The seeing of sights is unavoidable—a matter of common courtesy as well as of interest. Our tour was to begin with St Francis’s Church, started in 1502, soon after the Portuguese had established a trading station here—the first church to be built in India by Europeans. We set out for it on foot by the road to the Willingdon Island Bridge (which links the island with Mattancheri), and thence to Fort Cochin. In the event it was the experience of this morning walk that counted: the clamour and the colour of the narrow streets; the sight of the morning train from Alleppey shouldering aside the buffaloes and the egrets on the tracks; the field packed with circus elephants; the auto-rickshaws charging through glinting laterite dust; the limbs thrust through the windows of jam-packed buses, the rampaging juggernauts, the suicidal cyclists; the resigned cows locked into the streams of embattled traffic; the crashing outcry from the cinema loudspeakers on every corner. A bus station released a flock of office-bound girls into the street ahead; as they came towards us swathed in their multicoloured saris, their feet, concealed in stirrings of dust, seemed hardly to move. A man hosed down a truck painted all over with tigers. An old election poster depicted the fathers of Marxist socialism sitting garlanded under ceremonial umbrellas. Surely these were the sights I had come to see?

The Church of St Francis came into view in an oasis of space within what must be one of the densest concentrations of humanity on earth. When they took over from the Dutch (who had in turn replaced the Portuguese) at the end of the eighteenth century, the British tried with some success to create an image of rural England from which crowds were banished. Here was the village green, the peace, the shade, the large houses in their gardens behind high walls. The church is vast and solid, with an empty tomb that once held the bones of Vasco da Gama.

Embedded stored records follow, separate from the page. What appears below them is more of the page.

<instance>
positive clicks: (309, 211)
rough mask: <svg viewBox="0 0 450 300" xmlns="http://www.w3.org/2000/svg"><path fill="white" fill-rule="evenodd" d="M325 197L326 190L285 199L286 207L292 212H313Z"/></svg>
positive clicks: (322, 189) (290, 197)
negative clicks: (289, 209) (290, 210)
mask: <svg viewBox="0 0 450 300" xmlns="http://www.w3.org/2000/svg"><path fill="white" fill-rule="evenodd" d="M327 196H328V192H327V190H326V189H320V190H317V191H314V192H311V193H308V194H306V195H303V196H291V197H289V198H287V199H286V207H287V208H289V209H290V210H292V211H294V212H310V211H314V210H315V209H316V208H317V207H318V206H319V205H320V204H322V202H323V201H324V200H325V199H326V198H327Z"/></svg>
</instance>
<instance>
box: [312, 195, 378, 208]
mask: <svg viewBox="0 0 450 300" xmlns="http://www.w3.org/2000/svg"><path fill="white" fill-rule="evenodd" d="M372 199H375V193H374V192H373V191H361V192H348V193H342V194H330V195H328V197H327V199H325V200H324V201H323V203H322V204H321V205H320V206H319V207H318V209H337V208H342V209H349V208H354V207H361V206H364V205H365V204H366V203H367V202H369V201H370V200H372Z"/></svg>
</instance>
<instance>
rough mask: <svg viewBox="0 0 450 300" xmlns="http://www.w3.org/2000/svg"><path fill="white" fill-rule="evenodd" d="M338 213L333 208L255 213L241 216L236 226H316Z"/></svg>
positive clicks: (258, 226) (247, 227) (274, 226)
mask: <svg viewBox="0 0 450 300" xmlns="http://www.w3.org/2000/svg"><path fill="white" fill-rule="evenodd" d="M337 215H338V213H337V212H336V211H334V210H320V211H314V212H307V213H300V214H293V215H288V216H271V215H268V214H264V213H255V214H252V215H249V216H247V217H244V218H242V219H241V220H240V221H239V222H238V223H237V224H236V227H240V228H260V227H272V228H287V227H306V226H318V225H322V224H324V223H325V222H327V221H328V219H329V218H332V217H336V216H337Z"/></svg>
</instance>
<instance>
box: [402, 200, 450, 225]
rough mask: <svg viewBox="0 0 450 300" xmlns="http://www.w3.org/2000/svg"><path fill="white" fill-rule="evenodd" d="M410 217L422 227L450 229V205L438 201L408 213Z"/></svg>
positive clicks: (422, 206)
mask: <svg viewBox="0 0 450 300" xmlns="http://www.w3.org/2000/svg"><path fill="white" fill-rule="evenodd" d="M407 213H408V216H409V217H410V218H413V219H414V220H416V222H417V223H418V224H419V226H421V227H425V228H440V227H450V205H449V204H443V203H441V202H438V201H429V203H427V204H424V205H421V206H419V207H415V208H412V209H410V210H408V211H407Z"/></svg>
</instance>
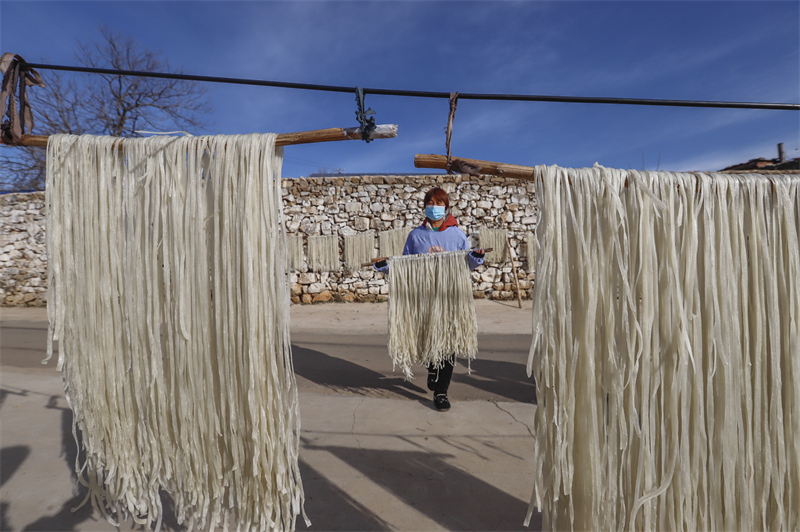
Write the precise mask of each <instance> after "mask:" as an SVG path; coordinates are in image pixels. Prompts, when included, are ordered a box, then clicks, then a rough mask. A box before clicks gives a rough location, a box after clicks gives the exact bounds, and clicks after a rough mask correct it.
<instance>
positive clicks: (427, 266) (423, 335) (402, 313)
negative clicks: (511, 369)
mask: <svg viewBox="0 0 800 532" xmlns="http://www.w3.org/2000/svg"><path fill="white" fill-rule="evenodd" d="M424 205H425V219H424V220H423V222H422V225H420V226H419V227H417V228H415V229H414V230H412V231H411V233H409V235H408V238H407V239H406V245H405V248H404V249H403V255H404V256H403V257H391V258H389V259H388V260H382V261H380V262H377V263H375V269H377V270H378V271H380V272H383V273H388V274H389V353H390V355H391V356H392V360H393V362H394V364H395V365H398V364H399V365H400V367H401V368H402V369H403V372H404V373H405V376H406V378H411V377H413V374H412V373H411V365H413V364H425V365H426V366H427V369H428V389H429V390H431V391H432V392H433V395H434V399H433V401H434V404H435V406H436V408H437V409H438V410H448V409H449V408H450V401H449V400H448V398H447V390H448V388H449V386H450V379H451V378H452V376H453V366H454V364H455V357H456V356H463V357H466V358H467V359H468V360H470V359H472V358H474V357H475V354H476V353H477V350H478V328H477V319H476V316H475V304H474V301H473V299H472V280H471V278H470V274H469V270H474V269H475V268H477V267H478V266H480V265H481V264H483V256H484V252H483V250H482V249H478V250H474V251H471V252H470V251H469V240H468V239H467V235H466V234H464V231H462V230H461V229H460V228H459V227H458V221H456V219H455V217H453V215H452V214H450V213H449V212H448V210H449V207H450V199H449V198H448V196H447V192H445V191H444V190H442V189H441V188H433V189H431V190H429V191H428V192H427V194H425V200H424Z"/></svg>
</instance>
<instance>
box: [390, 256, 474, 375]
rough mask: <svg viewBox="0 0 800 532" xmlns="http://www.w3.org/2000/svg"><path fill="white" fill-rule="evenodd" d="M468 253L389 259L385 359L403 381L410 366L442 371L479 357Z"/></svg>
mask: <svg viewBox="0 0 800 532" xmlns="http://www.w3.org/2000/svg"><path fill="white" fill-rule="evenodd" d="M467 253H468V251H446V252H441V253H426V254H422V255H404V256H398V257H392V258H390V259H389V355H390V356H391V357H392V362H393V364H394V366H400V368H401V369H402V370H403V373H404V375H405V377H406V379H411V378H413V376H414V375H413V373H412V371H411V366H413V365H415V364H422V365H427V364H432V365H433V366H434V367H436V368H441V367H442V366H443V364H444V362H445V360H450V361H452V362H453V363H455V359H454V357H464V358H466V359H467V361H470V360H472V359H474V358H475V355H476V354H477V352H478V322H477V317H476V314H475V302H474V300H473V296H472V278H471V277H470V273H469V266H468V264H467Z"/></svg>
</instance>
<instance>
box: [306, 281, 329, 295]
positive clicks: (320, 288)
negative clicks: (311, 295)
mask: <svg viewBox="0 0 800 532" xmlns="http://www.w3.org/2000/svg"><path fill="white" fill-rule="evenodd" d="M324 290H325V284H324V283H311V284H310V285H308V293H309V294H319V293H321V292H323V291H324Z"/></svg>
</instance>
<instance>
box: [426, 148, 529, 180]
mask: <svg viewBox="0 0 800 532" xmlns="http://www.w3.org/2000/svg"><path fill="white" fill-rule="evenodd" d="M455 160H459V161H464V162H465V163H467V164H469V165H470V166H477V167H478V172H479V173H481V174H485V175H496V176H500V177H514V178H516V179H526V180H528V181H533V179H534V172H535V170H536V169H535V168H534V167H532V166H519V165H516V164H505V163H494V162H492V161H480V160H478V159H465V158H463V157H453V161H455ZM414 166H415V167H417V168H437V169H441V170H446V169H447V157H446V156H444V155H422V154H419V153H418V154H416V155H415V156H414Z"/></svg>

Three church officials are ready to greet occasional visitors, to display the palm-leaf authorisation ill-advisedly given by the Raja of the day, permitting the Portuguese to settle here. Inside a harmonium wheezes softly out of sight. Outside only the crows disturb the silence, and a few mild cows crop the blond stubble where once there was a cricket pitch. Here, one draws in the aroma of the past with every breath.

The Chinese fishing nets, on view all along the shore from where we stood, were another of the sights. Nets like these were brought to Cochin at the time of Kublai Khan, and the ones I saw were identical in their spindly construction and mode of operation to those still found in less advanced parts of the Chinese homeland. Stretched between claws of wood, they seemed suspended like the flowers of a monstrous blue convolvulus over the sea. At short intervals, when the tide was in, each net would be lowered into the water, then hauled back by the team straining at the levers to disclose a pouchful of tiddlers, worth a rupee or so, which would be split six ways. Across the water, on Willingdon Island, a saccharine Portuguese church with three baroque towers sparkled among the palms. ‘The fishermen are all Christians,’ Mr Williams said, ‘and are very poor. They are showing a lesson in devotion in money spent on places of worship.’